Ich bin schon öfter längere Zeit alleine gewesen.
Noch nie so lange, erinnert mich eine kleine traurige Stimme in meinem Kopf, die ich in letzter Zeit ständig höre. Und es gab immer die Hoffnung auf die nächste Wahl. Doch jetzt ist alles …
»Hoffnungslos«, murmele ich und reibe mir über das Gesicht, um mich dann auf meine Unterarme zu stützen. Ich bin noch nicht bereit mich mit meiner Familie an den Tisch zu setzen. Das Glück in ihren Augen zu sehen. Und Jesiens Züge in Espens Gesicht
Jesien.
Die traurige Stimme in mir schreit laut auf, beklagt den verlorenen Bruder und treibt mir Tränen in die Augen. Nein, ich kann nicht. Ich muss zurück. Doch bevor ich mich auch nur regen kann, spüre ich, wie plötzlich Kälte meinen Rücken überzieht und mich innehalten lässt. Zu den Kirschblüten gesellen sich Schneeflocken, die sofort zu kleinen Pfützen schmelzen.
Nein, nicht er.
Nicht ausgerechnet Nevis.
Der lebende Beweis für mein Versagen als Bruder.
Ich kann spüren, wie erstaunt er über meinen Anblick ist, auch wenn ich ihn nicht sehe. Er verharrt auf der Stufe. Die Kälte verschwindet, als sich das Portal zu seiner Welt schließt. Komm schon, lach mich aus. Sag mir, dass es genau das ist, was du so lange ertragen hast: Einsamkeit. Halt mir vor, dass ich, als ältester Bruder, dich, unseren Jüngsten, im Stich gelassen habe. Verdammt, ich hätte für dich da sein müssen.
Nevis’ Leid war zum Greifen nah und ich … ich war nur daran interessiert, meine eigene Einsamkeit mit der Buhlerei um eine Frau zu bekämpfen. Ich war nie für ihn da. Ohne etwas zu sagen, setzt Nevis sich neben mich. Seine Kleidung ist noch so mit Kälte aufgeladen, dass sie bis zu mir abstrahlt. Aus dem Augenwinkel sehe ich seine blassen Hände und den hellblauen Pullover, den er für Mutter trägt. Sie liebt es, wenn wir die Farben unserer Jahreszeit tragen. Ich wende meinen Kopf von ihm ab und starre eine Wand an, auf der Mutters Energie in bunten Wellen wabert. Jetzt sag schon etwas, denke ich.
Doch er schweigt.
Dann legt er plötzlich eine Hand auf meine und … drückt sie.
Ich erwidere es, ohne ein Wort zu verlieren. Zu sprechen würde mir ohnehin nicht gelingen. Ich bin vollauf damit beschäftigt, nicht allzu zittrig und verräterisch zu atmen.

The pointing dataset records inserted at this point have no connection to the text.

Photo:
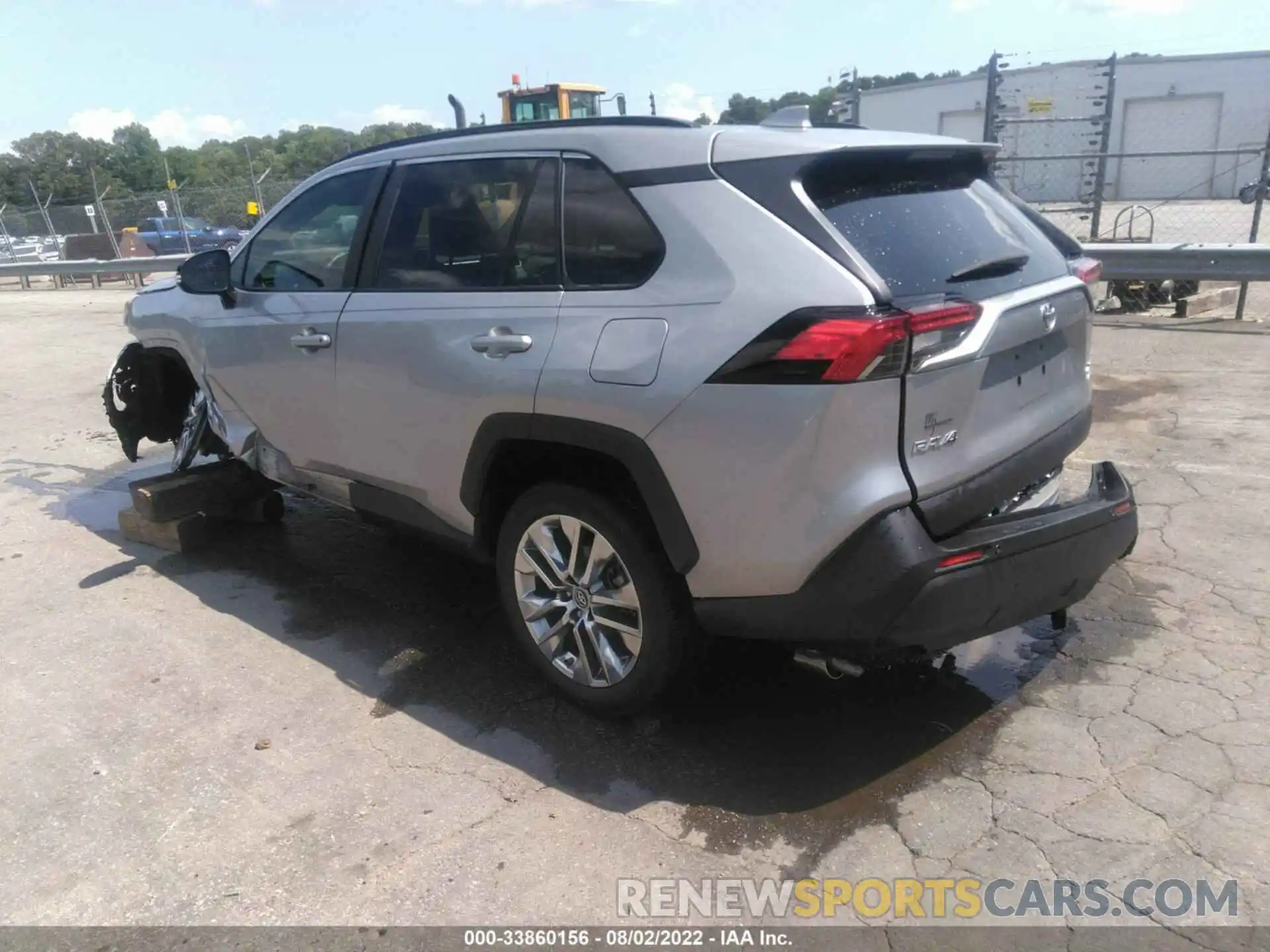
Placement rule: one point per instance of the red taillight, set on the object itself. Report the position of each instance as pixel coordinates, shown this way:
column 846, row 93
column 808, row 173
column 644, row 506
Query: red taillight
column 854, row 348
column 939, row 317
column 847, row 344
column 952, row 561
column 1087, row 270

Nevis soll nicht sehen, wie es mir geht. Neben ihm habe ich kein Recht auf Trauer. Oder Wut. Er hat so viel mehr … so viel länger … durchgemacht.
»Es ist schön, dich zu sehen, Aviv«, sagt er schließlich und beim Klang seiner Stimme presse ich meine Lider fest zu, um das aufbrausende Gefühl in mir zu halten. Es droht über meine Augen nach draußen zu brechen.

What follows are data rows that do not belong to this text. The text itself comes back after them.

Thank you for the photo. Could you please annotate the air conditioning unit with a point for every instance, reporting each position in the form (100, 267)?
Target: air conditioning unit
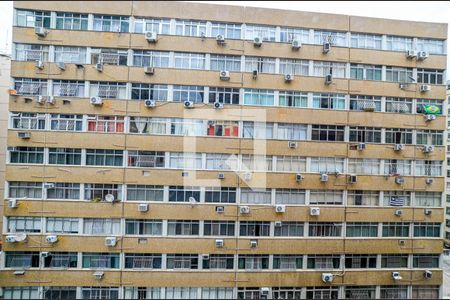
(12, 203)
(314, 211)
(40, 31)
(288, 77)
(143, 207)
(219, 243)
(280, 208)
(421, 55)
(110, 241)
(149, 103)
(24, 135)
(425, 88)
(428, 149)
(224, 75)
(244, 209)
(96, 101)
(296, 44)
(188, 104)
(151, 37)
(51, 239)
(396, 276)
(149, 70)
(220, 39)
(39, 64)
(399, 147)
(327, 277)
(257, 41)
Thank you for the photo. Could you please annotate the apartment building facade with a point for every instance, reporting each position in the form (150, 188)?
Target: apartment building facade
(179, 150)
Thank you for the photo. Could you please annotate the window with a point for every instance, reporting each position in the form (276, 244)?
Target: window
(190, 60)
(227, 30)
(398, 74)
(290, 163)
(29, 52)
(61, 260)
(398, 105)
(260, 64)
(327, 133)
(182, 261)
(24, 224)
(365, 103)
(230, 63)
(68, 88)
(183, 93)
(28, 121)
(323, 68)
(325, 229)
(28, 18)
(190, 28)
(110, 124)
(293, 99)
(291, 132)
(289, 229)
(427, 229)
(62, 225)
(360, 261)
(97, 192)
(289, 196)
(365, 72)
(111, 23)
(395, 229)
(326, 197)
(21, 259)
(160, 26)
(223, 128)
(143, 261)
(70, 55)
(257, 130)
(223, 95)
(362, 229)
(329, 101)
(143, 227)
(364, 166)
(323, 261)
(30, 87)
(398, 43)
(26, 155)
(253, 261)
(144, 125)
(65, 191)
(220, 195)
(145, 192)
(112, 90)
(218, 228)
(100, 157)
(362, 198)
(254, 228)
(101, 226)
(327, 164)
(255, 196)
(294, 66)
(398, 136)
(266, 33)
(364, 40)
(20, 189)
(70, 21)
(64, 156)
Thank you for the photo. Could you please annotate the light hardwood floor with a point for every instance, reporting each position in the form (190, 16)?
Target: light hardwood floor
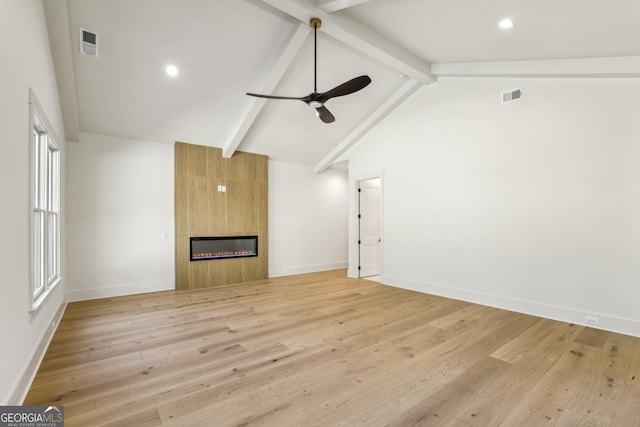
(323, 350)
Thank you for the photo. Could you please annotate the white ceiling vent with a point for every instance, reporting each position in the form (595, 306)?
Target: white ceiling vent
(512, 95)
(88, 42)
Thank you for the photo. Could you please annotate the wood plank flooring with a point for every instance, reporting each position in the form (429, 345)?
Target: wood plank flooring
(323, 350)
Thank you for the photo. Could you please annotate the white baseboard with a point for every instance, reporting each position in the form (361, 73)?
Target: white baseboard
(606, 321)
(24, 384)
(289, 271)
(116, 291)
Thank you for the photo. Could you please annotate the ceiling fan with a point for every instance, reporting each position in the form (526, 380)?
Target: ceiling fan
(315, 99)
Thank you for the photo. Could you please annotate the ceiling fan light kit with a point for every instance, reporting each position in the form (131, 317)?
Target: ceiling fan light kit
(315, 99)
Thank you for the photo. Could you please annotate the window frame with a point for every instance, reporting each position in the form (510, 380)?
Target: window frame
(44, 206)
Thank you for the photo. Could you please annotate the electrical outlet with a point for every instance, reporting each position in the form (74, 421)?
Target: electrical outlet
(590, 320)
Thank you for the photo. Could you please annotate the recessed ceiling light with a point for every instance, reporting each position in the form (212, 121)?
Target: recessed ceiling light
(505, 24)
(172, 70)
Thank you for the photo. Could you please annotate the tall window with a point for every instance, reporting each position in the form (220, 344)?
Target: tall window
(45, 207)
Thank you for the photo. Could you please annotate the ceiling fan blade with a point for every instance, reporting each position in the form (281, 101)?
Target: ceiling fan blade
(346, 88)
(257, 95)
(325, 115)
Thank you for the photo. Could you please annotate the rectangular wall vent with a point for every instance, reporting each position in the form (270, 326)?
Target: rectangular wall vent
(512, 95)
(88, 42)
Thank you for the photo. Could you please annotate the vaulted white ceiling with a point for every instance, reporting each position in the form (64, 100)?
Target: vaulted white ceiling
(225, 48)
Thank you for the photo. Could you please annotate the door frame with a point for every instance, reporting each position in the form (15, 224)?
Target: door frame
(354, 226)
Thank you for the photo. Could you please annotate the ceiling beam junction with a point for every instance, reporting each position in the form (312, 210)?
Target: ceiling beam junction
(360, 37)
(390, 104)
(331, 6)
(254, 105)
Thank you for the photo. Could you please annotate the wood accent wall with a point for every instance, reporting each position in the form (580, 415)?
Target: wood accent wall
(201, 210)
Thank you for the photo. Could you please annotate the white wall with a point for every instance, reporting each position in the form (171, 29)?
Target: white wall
(307, 219)
(120, 202)
(532, 206)
(24, 47)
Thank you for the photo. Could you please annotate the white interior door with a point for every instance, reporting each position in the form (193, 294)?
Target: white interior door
(369, 227)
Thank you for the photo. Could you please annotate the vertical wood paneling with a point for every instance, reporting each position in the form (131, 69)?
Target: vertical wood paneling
(201, 210)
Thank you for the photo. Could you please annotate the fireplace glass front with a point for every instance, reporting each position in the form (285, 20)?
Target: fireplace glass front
(203, 248)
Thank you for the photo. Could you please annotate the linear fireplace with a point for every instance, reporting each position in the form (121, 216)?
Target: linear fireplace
(203, 248)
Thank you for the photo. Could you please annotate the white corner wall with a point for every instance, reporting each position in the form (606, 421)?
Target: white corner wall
(307, 219)
(532, 206)
(27, 63)
(120, 227)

»Tu das nicht, Nevis«, presse ich krächzend hervor. Er soll mich nicht trösten. Ich habe es nie … niemals … für ihn getan. Und er ist mein kleiner Bruder.
Seine Hand ruht nach wie vor in meiner. Vorsichtig wage ich es, sie anzusehen. Dabei fängt Nevis meinen Blick von der Seite ein und ich schaue zu ihm auf. Eisblaue Augen mustern mich.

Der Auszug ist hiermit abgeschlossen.